The high quality of transurethral endoscopic surgery of the lower urinary tract and upper urinary tract, as well as the high culture of work of medical personnel with urethral catheters are real measures to prevent iatrogenic stricture of the urethra.
Forecast
Short traumatic membranous and bulbous strictures of the urethra can be cured in more than 95% of observations by resection of the cicatricial segment with an end-to-end urethral anastomosis.
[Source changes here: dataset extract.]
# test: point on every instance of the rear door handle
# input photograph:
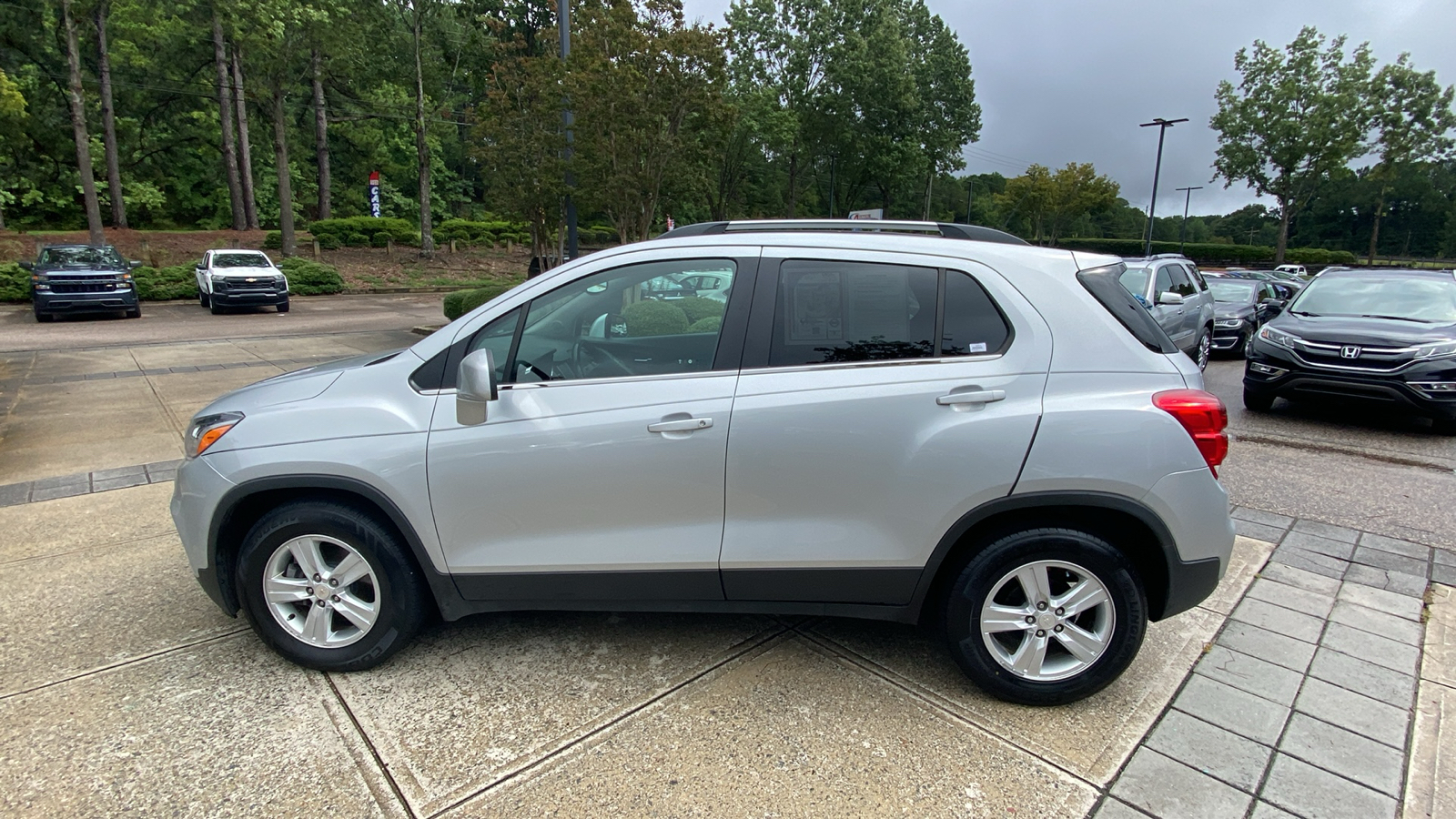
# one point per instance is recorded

In some cases, after resection, anastomotic urethroplasty is necessary with a free graft or a vascularized flap. The strictures of the penile and long strictures of the urethra of bulbose segments are curable in 85-90% of cases with replaceable urethroplasty.
In this case, the best plastic materials are penile skin, buccal mucosa and vaginal membrane. Complicated and relapsing strictures may require multi-stage operations. The reconstruction of the prostatic section of the urethra is associated with a risk of urinary incontinence, and the plastic of the head of the urethra with possible cosmetic defects.
Achieving maximum effectiveness in the treatment of urethral stricture is not always possible due to the development of a number of complications, the prevention and treatment of which increases the chances of success.
Technical improvements in urethral surgery are necessary, but a breakthrough is possible with the development of free urethral grafts grown from the patient's tissue culture.
In the near future, the number of strictures of the urethra in men does not decrease due to a number of factors (traumatism, infection, iatrogenia). That is why the stricture of the urethra remains for a long time an actual urological problem.